Por toda respuesta, Copérnico lo felicitó calurosamente, y le dijo que aquello no era más que la justa recompensa por su hermosa epístola a Reich. Giese no percibió ninguna malicia en la frase: había olvidado que fue Nicolás quien escribió prácticamente la totalidad del texto que él se limitó a firmar.

—El juego ha concluido, querido Tiedemann, mi carrera eclesiástica se estancó hace ya veinte años a las puertas del capítulo de Frauenburg. En eso coinciden mis enemigos y mis amigos. Los primeros tiemblan aún, después de dos decenios, cuando se acuerdan de la inmensa sombra de Lucas Watzenrode. Los segundos, como tú o Von Rheden, deseáis que yo no sea otra cosa que un astrónomo con la nariz metida en las estrellas, un espíritu puro encerrado en su torre, repasando una y otra vez sus cálculos abstrusos y esotéricos, un icono cuya gloria se derramaría sobre todos los que me rodean. ¡No, no, no protestes! Lee la carta que acaba de enviarme, desde Roma, nuestro querido Schönberg…, ¡perdón!, su eminencia el cardenal de Capua.

Giese leyó en voz alta la carta de su antiguo condiscípulo de Ferrara, entre exclamaciones de alegría. Estaba fechada el 1 de noviembre de 1536: «Me he enterado de que no sólo conoces admirablemente los descubrimientos de los matemáticos de la Antigüedad, sino que incluso has construido una nueva doctrina del mundo según la cual la Tierra se mueve, mientras que el Sol ocupa el lugar más bajo y, en consecuencia, central del Universo; que el octavo cielo permanece fijo y eternamente inmóvil; que sobre todo ese sistema astronómico has escrito unos
Comentarios
, y que, después de calcular los movimientos de los astros errantes, has compuesto unas tablas para gran admiración de todos. Por esa razón, hombre sapientísimo, te ruego con el mayor apremio que comuniques a los sabios ese descubrimiento tuyo, y que me envíes tan rápidamente como te sea posible los frutos de tus meditaciones nocturnas sobre la esfera del mundo, con las tablas y todo cuanto te parezca oportuno acerca del tema. Y he encargado a Von Rheden que haga copiar todo eso y haga que me lo envíen, a mi costa. Y si quieres hacer tal como yo te lo pido, comprobarás que tratas con una persona que tiene tu nombre en la mayor estima y que está llena de deseos de hacer justicia a tu genio. Hasta pronto».
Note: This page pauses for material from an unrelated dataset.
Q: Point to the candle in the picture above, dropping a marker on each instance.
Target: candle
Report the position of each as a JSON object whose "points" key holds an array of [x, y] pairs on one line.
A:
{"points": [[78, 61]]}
Tiedemann levantó la vista y dijo:

—¿Es que no le enviaste tus
Revoluciones
?

—Lo olvidé. O más bien, minusvaloré sus conocimientos de astronomía, al pensar que no entendería nada. Al parecer, no es el caso. ¿Ha sido Von Rheden, al que cita en la carta, o tú, quien ha cometido la indiscreción de hablarle de mi obra?

—Los dos, querido, los dos. Nos hemos conjurado para proteger tu renombre tanto, si no más, como Alberto de Prusia, Dantiscus y Melanchthon se conjuran para difamarte. ¿Quién iba a hacerlo, si no? ¡Tú no, viejo oso, tú no! Presumes de haber sido un diplomático hábil en la época de tu juventud. Pues parece que tus dotes se han gastado con la edad. ¿Has entendido por lo menos lo que significa la última frase de Schönberg: «Comprobarás que tratas con una persona que tiene tu nombre en la mayor estima y que está llena de deseos de hacer justicia a tu genio»?

—¡Claro que sí! —exclamó Copérnico—. Está agitando la púrpura cardenalicia delante de mis narices, como se pone la zanahoria delante del asno para conseguir que camine. ¿Cardenal, yo? Hace diez años, soñaba con serlo. Hoy, imitaría a Erasmo y rechazaría el cargo. Por las mismas razones que él: nadie me forzará a elegir mi bando entre católicos y reformados. Igual que el que se llama a sí mismo «el más sabio de los hombres», yo me encuentro en otro lugar: en el bando de la libertad.

—De todas formas —protestó Giese—, ese mensaje de Schönberg se parece muchísimo a un imprimatur pontifical. O por lo menos, a la promesa de obtenerlo. Hay que imprimir, Nicolás, hay que imprimir las
Revoluciones
.

—Imprimir…, dar a los zánganos y a los calumniadores otra ocasión para picarme… Sabes de sobra que no existe remedio contra su picadura. ¿Recuerdas la carta de Lisias a Hiparco, que yo traduje hace años?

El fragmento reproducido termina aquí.